Monday, 23 March 2009

Meaty Big And Bouncy

(Lee at Crying All The Way To The Chip Shop was reminiscing today about our diets back in the 70s and how steak was a luxury and seen as posh or upmarket. This was in part my response over there, and also a tiny bit of response over here.)

Back in the 70s and early 80s my mum worked at Smithfield Meat Market, doing the books for a big Scottish beef firm. Part of her weekly wages was a certain percentage in 'meat' so to speak.

And no I don't mean she was sleeping with the boss.

Anyway, she regularly brought home a leg of lamb, 2 chickens, sausages, pork chops most weeks. But I can't recall any occasion when she came home with steaks. Given that she worked for a Scottish beef company it's a bit odd. Steak must have been their prime resource or something.

I can remember vividly when we were able to start buying anything but the crap food from shops though. It was spring 1982 in our part of London when Safeway opened up one of their big stores near the Barbican. Cartons of orange juice. Fruit and veg that wasn't simply potatoes carrots and apples. Starfruit and kiwi fruit! And avocadoes. And cook in the oven pizzas with deep crust!

But still we wanted fish fingers and fray bentos pies. Bad pop - "it's frothy man" anybody?

Is there a link between the country's diet and the music we listened to I wonder though? Lumpy bad food in the 70s and then the colourful more healthy option in the early 80s: Did all that early 80s pop sound that much brighter and bubblier because I wasn't so full of crap?

Here's some of the bubbliest and brightest from that summer when Safeway opened.

Madness - House Of Fun
The Associates - Party Fears Two
ABC - The Look Of Love Part 1
Duran Duran - Rio

1 comment:

dickvandyke said...

Kinell Simon, my little crispy pancake. Meaty metaphors for music indeed.
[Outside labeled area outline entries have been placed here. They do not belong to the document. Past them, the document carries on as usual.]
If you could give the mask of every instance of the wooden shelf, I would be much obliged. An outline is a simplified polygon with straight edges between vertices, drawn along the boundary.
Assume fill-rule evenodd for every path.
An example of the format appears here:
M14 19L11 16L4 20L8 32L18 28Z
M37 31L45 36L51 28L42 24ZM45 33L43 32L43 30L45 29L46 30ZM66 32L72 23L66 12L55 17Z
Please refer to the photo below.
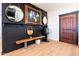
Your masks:
M44 38L44 37L45 36L39 36L39 37L33 37L33 38L28 38L28 39L22 39L22 40L16 41L16 44L21 44L21 43L32 41L32 40L38 40L38 39Z

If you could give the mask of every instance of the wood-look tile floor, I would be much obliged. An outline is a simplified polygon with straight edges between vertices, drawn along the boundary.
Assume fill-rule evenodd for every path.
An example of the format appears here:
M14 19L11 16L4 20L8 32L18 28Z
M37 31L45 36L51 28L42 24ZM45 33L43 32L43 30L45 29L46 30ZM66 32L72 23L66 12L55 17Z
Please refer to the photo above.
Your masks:
M41 44L33 44L26 48L21 48L10 53L6 56L78 56L79 47L76 45L50 41L42 42Z

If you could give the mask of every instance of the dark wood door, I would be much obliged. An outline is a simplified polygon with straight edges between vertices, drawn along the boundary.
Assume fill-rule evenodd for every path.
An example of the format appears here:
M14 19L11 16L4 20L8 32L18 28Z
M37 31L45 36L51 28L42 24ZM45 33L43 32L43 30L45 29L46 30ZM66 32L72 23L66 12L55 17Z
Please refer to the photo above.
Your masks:
M68 14L60 16L60 41L77 44L77 16Z

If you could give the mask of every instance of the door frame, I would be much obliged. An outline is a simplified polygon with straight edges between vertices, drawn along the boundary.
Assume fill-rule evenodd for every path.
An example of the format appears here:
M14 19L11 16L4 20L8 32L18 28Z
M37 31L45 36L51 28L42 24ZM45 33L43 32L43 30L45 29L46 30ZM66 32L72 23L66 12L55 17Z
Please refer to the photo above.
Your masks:
M79 11L74 11L74 12L70 12L70 13L65 13L65 14L61 14L59 15L59 41L61 41L61 16L65 16L65 15L70 15L70 14L76 14L76 45L78 45L78 13Z

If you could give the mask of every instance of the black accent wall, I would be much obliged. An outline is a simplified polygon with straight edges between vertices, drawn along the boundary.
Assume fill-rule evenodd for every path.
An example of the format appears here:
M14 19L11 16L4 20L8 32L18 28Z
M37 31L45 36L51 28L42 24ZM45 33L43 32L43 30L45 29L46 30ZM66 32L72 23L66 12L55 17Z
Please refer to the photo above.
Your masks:
M23 10L23 12L24 12L24 4L26 3L20 3L20 7ZM16 41L22 40L24 38L29 38L29 36L26 33L27 26L29 25L33 26L34 29L32 37L45 35L43 34L43 28L44 28L43 25L24 24L24 19L18 23L9 21L5 15L5 9L8 5L9 3L2 4L2 54L24 47L24 43L17 45ZM18 6L17 3L12 3L12 5ZM31 4L28 3L27 5ZM35 8L39 9L38 7ZM47 12L45 12L42 9L40 10L47 15ZM45 39L47 40L47 35L45 36L46 36ZM33 43L34 41L28 42L28 45Z

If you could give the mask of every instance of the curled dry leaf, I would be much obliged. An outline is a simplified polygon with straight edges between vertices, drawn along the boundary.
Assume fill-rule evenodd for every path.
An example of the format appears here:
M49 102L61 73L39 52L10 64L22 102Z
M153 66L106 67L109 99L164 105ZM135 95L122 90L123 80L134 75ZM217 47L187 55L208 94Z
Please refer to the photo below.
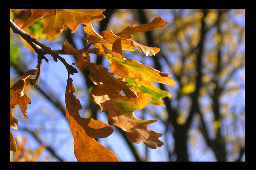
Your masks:
M29 77L30 75L35 75L37 74L37 70L30 70L22 75L20 79L10 87L10 127L14 129L18 129L18 119L15 117L12 113L12 110L15 108L15 105L18 105L23 114L24 119L28 119L26 113L27 108L27 104L31 103L31 100L26 94L24 94L28 83L30 82L31 79ZM16 142L12 133L10 133L11 151L16 152L17 147Z
M99 49L97 51L97 54L99 55L104 51L102 46L112 50L114 42L116 39L121 38L110 30L105 30L101 32L102 36L99 34L93 29L91 23L86 24L86 26L84 27L84 30L89 36L85 39L88 42L93 44L94 47ZM134 48L136 48L147 56L155 55L160 51L159 48L148 47L136 42L132 40L122 38L122 50L134 51Z
M84 69L90 71L89 78L95 84L103 83L110 84L114 89L119 90L122 90L128 97L137 97L136 92L131 88L125 83L120 81L113 76L113 74L108 72L107 68L102 67L103 65L96 65L91 62L84 58L81 53L74 48L67 40L65 41L65 45L67 48L73 52L76 56L76 64L81 71Z
M143 142L152 149L164 144L158 139L163 134L147 127L148 125L157 120L140 119L134 113L134 110L142 109L151 102L149 94L138 92L138 97L129 99L105 84L95 86L91 93L95 102L100 106L101 111L108 112L108 124L126 131L130 142L140 143Z
M74 138L74 151L78 161L119 161L111 151L96 141L105 138L113 129L103 122L83 118L79 111L82 109L79 100L73 95L75 89L71 79L67 80L65 94L66 116Z
M105 9L31 9L31 16L21 28L31 25L38 18L44 17L42 34L49 39L54 38L62 31L66 25L74 32L80 24L87 24L93 19L102 20L105 17L102 13Z
M110 66L112 72L123 77L141 79L148 82L157 82L176 86L175 82L169 76L170 74L163 73L149 66L140 63L132 59L123 58L121 39L117 39L113 45L112 54L105 48L105 53L111 61Z

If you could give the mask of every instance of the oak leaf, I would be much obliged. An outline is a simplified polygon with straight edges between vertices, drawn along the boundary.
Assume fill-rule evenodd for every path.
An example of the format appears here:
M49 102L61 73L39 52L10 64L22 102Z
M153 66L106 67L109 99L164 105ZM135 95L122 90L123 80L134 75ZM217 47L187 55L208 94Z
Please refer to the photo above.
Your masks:
M79 100L73 95L75 88L71 79L68 79L65 93L66 116L74 138L74 151L78 161L119 161L111 151L96 141L105 138L113 129L103 122L83 118L79 111L82 109Z
M27 104L31 103L31 100L27 95L24 94L28 83L31 81L29 78L31 75L37 74L37 70L30 70L26 71L20 78L19 80L13 85L10 86L10 127L12 129L18 129L18 119L13 115L12 110L15 108L15 105L18 105L22 112L24 119L28 119L26 113L27 108ZM16 142L12 133L10 133L10 150L12 152L17 151Z
M131 39L132 34L137 32L146 32L152 30L155 28L161 28L168 23L168 21L158 17L153 19L151 23L141 25L134 25L131 27L126 27L121 32L114 33L116 35L122 38Z
M111 62L110 68L112 72L123 77L141 79L148 82L157 82L175 86L175 82L170 78L170 74L163 73L149 66L140 63L132 59L123 57L122 53L121 40L116 39L113 43L112 54L105 48L105 54Z
M128 97L137 97L136 92L126 85L127 83L121 82L113 76L113 74L109 73L107 68L103 67L103 65L96 65L91 62L84 58L82 55L75 49L67 40L63 45L65 50L68 49L76 56L77 61L73 64L75 64L81 71L84 69L89 70L89 77L95 84L110 84L114 89L122 90ZM86 54L84 54L86 55ZM88 58L88 57L87 57Z
M99 55L102 54L102 52L104 51L102 46L112 50L114 42L116 39L120 38L110 30L101 32L101 34L102 36L99 34L93 29L91 23L86 24L86 26L84 27L84 30L89 36L85 40L90 44L93 44L95 47L98 48L97 54ZM134 48L136 48L147 56L155 55L160 51L159 48L148 47L139 44L132 40L122 38L122 50L134 51Z
M31 16L23 24L22 29L44 17L42 34L49 38L56 37L62 31L64 25L74 32L80 24L87 24L93 19L102 20L105 17L102 12L105 9L31 9Z
M114 125L127 133L130 142L140 143L156 149L164 144L158 138L163 135L149 129L149 124L157 120L145 120L138 119L134 111L142 109L151 102L151 96L138 92L138 97L128 98L108 85L95 86L91 94L94 102L100 106L102 112L108 111L108 121L110 125Z
M169 93L160 90L151 82L146 82L140 79L133 79L129 77L125 78L124 79L124 81L128 82L127 85L130 85L131 88L135 91L150 94L151 96L150 103L153 105L165 106L161 99L166 97L171 98Z

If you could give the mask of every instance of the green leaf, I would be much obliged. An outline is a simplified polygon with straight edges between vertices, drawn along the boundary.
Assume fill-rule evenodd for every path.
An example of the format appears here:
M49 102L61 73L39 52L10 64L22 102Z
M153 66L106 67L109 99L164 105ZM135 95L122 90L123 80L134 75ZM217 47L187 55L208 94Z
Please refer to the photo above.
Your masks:
M151 103L154 105L162 105L165 106L161 99L165 97L171 97L170 94L160 90L151 82L145 82L141 79L133 79L129 77L125 78L124 81L128 82L127 85L131 86L131 88L135 91L150 94L151 99Z

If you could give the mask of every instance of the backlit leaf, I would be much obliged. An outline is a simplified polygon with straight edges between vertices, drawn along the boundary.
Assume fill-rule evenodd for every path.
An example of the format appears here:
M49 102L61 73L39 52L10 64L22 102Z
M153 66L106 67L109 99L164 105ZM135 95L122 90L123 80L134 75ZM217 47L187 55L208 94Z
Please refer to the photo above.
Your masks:
M108 121L110 125L114 125L127 132L130 142L140 143L156 149L164 144L158 138L163 135L149 129L149 124L157 120L139 119L134 111L142 109L151 102L150 95L138 92L138 97L128 98L114 91L108 85L98 85L92 89L91 94L101 111L108 111Z
M151 96L151 104L154 105L162 105L165 106L161 99L163 97L171 98L171 94L166 91L160 89L151 82L147 82L141 79L133 79L125 78L125 81L128 82L128 85L137 92L147 93Z
M88 61L86 59L86 57L84 58L81 54L69 44L67 40L65 41L65 44L64 44L63 46L76 55L77 62L73 63L73 64L76 64L81 71L84 69L89 70L90 71L89 77L95 84L110 84L116 90L119 90L119 89L122 90L128 97L137 96L136 92L130 88L130 87L126 85L125 83L116 79L113 76L112 74L108 73L107 68L102 67L103 65L96 65L95 63Z
M23 29L31 25L36 20L44 17L42 34L51 39L62 31L64 25L74 32L80 24L87 24L93 19L105 18L102 12L105 9L31 9L31 16L23 24Z
M74 151L78 161L119 161L112 152L96 141L105 138L113 129L103 122L83 118L79 111L82 109L79 100L73 95L75 89L73 79L67 80L65 94L66 116L74 138Z
M125 60L123 58L121 39L114 42L112 54L108 55L111 61L110 68L112 72L123 77L141 79L146 82L157 82L175 86L175 81L170 78L170 74L163 73L151 67L141 64L132 59ZM105 51L108 50L105 49ZM105 52L105 53L107 53Z
M23 91L30 82L31 79L29 78L30 75L36 74L37 71L37 70L29 70L20 77L17 82L10 86L10 127L12 129L18 129L18 119L13 115L12 111L12 109L15 108L15 105L18 105L20 106L24 119L28 119L28 116L26 114L27 108L27 104L31 104L31 100L26 94L24 94ZM12 133L10 132L10 150L15 152L17 150L16 142Z
M131 27L128 26L122 31L115 34L122 38L131 39L132 34L137 32L146 32L152 30L155 28L161 28L168 22L162 19L161 17L154 18L150 23L141 25L134 25Z
M93 29L91 23L86 24L86 26L84 27L84 30L89 36L85 39L90 43L93 44L94 47L99 48L97 52L98 55L100 55L104 51L102 46L112 50L114 42L116 39L120 38L110 30L102 31L101 33L102 36L99 34ZM122 38L122 50L134 51L134 48L136 48L145 54L146 56L155 55L160 51L159 48L148 47L139 44L132 40Z

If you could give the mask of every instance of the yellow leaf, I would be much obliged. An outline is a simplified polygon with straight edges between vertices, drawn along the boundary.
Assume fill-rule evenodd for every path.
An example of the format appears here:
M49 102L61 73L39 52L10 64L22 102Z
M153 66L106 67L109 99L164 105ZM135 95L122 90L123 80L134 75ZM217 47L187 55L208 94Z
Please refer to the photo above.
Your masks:
M119 161L116 156L96 141L95 138L105 138L113 129L103 122L80 116L82 109L79 100L73 95L75 89L73 80L67 80L66 89L66 115L74 138L74 151L78 161Z
M12 152L16 152L17 151L17 147L16 143L16 141L13 137L13 135L12 132L10 132L10 150Z
M140 26L134 25L131 27L128 26L122 31L115 34L122 38L131 39L132 34L135 32L149 31L155 28L163 27L168 22L162 19L161 17L156 17L150 23Z
M169 76L171 76L170 74L163 73L132 59L124 59L120 38L117 39L113 44L112 55L108 55L108 57L111 61L111 70L117 75L132 79L139 78L146 82L157 82L172 86L176 85L175 82Z
M64 25L74 32L80 24L87 24L93 19L102 20L105 18L102 12L105 9L31 9L31 16L22 26L23 29L32 24L36 20L44 17L42 34L49 38L56 37L62 31Z

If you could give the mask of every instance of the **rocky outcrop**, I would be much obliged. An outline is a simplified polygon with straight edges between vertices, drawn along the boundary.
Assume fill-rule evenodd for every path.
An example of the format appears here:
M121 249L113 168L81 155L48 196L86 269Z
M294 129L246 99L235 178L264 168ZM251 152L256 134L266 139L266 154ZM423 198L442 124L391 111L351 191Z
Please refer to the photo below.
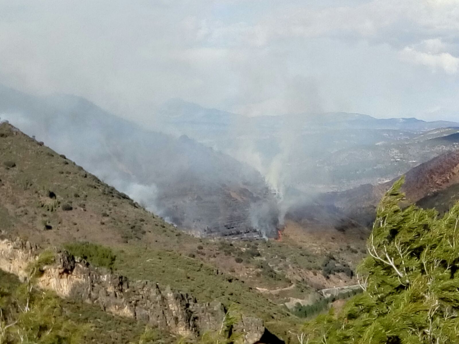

Cod balls (where's the rest of the fishy fucker?) chips and peas, followed by a vanilla slice (aka custard slice) were my idea of 70s heaven in a '3 day week' just before the power cut started.

Just like Burger King, 'Her name is Rio' was a million light years away.

Indeed, Vesta meals in a box were the most exotic mouthful I witnessed until I was 15. (Not including that time Mrs Patel lost control of her industrial cleavage when stocking the shelves one sunny day in '76).